Batista already feeling pressure
Argentina coach Sergio Batista quickly felt the pressure after he arrived late to his team's first training session for the Copa America.
Expectations in Argentina are enormous for the team to win the South American championship and its first major title in 18 years.
Argentina is the host country and Manchester City striker Carlos Tevez said it would be a ''failure'' if two-time World Cup champion Argentina failed to win it.
''It won't be a failure,'' Batista replied on Wednesday. ''We are obliged to win it - we're in Argentina. Expectations are big and Argentina, like in everything, is obliged to be successful.''
Batista missed the early part of the training after being delayed in Brazil because of flights grounded by ash from a Chilean volcano.
Batista and a core of young players were returning from two matches abroad - a 4-1 loss at Nigeria and a 2-1 loss at Poland.
Argentina's top players such as Lionel Messi, Tevez and Javier Mascherano made the first practice, which was conducted by assistant coach Alejandro Tocalli.
Argentina opens the Copa America on July 1 against Bolivia, and is expected to reach the final and face Brazil.
Batista is also feeling the heat from Julio Grondona, the embattled president of the Argentine Football Association.
Grondona charged Batista with ''auctioning off the prestige'' of the national team following the lopsided loss last week at Nigeria, in which Batista fielded only second-line players. Three days later, the same squad lost 2-1 to Poland.
Grondona, president of AFA for 32 years, has his own problems.
The leading daily La Nacion last week called for him to resign, questioning his leadership after acknowledging recently that he made sure there was no drug testing for a World Cup playoff in 1993 between Argentina and Australia.

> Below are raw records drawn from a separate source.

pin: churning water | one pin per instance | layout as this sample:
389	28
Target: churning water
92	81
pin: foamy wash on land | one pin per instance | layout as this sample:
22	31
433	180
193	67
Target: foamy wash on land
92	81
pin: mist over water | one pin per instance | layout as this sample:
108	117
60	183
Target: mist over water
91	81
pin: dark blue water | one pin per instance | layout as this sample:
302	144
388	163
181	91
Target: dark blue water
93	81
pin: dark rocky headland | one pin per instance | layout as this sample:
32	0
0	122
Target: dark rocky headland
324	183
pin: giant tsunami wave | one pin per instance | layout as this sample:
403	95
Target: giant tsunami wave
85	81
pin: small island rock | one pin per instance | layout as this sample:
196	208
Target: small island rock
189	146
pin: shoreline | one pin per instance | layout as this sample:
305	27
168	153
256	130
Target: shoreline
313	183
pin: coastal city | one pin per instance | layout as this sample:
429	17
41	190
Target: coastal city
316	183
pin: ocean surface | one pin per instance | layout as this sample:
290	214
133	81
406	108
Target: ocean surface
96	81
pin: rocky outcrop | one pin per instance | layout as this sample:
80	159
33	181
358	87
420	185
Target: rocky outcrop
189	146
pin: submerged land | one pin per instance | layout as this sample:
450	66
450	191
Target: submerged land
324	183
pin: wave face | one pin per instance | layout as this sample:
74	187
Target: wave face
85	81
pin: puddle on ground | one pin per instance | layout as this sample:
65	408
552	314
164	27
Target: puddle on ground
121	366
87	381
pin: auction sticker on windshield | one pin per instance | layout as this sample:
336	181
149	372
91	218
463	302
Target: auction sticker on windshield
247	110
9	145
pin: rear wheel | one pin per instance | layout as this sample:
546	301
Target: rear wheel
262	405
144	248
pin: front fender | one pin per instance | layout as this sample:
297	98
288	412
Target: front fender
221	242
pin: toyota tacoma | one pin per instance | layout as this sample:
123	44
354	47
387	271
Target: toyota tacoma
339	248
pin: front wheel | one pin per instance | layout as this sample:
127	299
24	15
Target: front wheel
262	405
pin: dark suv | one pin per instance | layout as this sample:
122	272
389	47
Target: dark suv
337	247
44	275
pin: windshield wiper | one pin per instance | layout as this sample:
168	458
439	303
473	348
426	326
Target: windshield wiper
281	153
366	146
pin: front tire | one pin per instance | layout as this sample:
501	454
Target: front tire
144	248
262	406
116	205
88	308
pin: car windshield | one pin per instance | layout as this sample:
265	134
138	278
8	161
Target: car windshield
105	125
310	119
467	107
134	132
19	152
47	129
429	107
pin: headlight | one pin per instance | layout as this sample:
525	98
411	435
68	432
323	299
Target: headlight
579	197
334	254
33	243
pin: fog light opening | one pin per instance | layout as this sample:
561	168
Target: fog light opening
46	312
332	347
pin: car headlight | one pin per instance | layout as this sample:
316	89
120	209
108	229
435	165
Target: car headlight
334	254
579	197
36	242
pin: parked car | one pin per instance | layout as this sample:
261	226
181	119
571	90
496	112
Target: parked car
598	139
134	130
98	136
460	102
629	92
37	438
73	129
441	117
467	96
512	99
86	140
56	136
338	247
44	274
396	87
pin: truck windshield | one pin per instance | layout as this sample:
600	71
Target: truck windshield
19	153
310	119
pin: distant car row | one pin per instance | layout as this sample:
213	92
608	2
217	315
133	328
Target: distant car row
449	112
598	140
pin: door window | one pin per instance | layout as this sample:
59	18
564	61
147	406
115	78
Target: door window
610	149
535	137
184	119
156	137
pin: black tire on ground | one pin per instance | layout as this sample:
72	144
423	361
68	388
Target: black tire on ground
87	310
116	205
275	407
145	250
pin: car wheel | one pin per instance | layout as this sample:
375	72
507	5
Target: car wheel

Grondona said drug tests were not obligatory at the time. Grondona is the senior vice president of FIFA, the No. 2 behind president Sepp Blatter.
Daniel Passarella, who coached Argentina and was a member of its World Cup-winning teams in 1978 and 1986, also called last month for Grondona to step down.
Grondona has been accused of looking the other way at hooligan violence at club matches. A nonprofit organization says 256 people have died in football-related violence in Argentina since 1924 - 13 in just the past year. A match last weekend was suspended when a police officer was wounded in a shootout between rival hooligan gangs. The wound was not life-threatening.
FIFA, the governing body of football, is also investigating Argentina's 4-1 loss to Nigeria with betting patterns suggesting it was targeted by match-fixers. Neither AFA nor Argentine players have been implicated.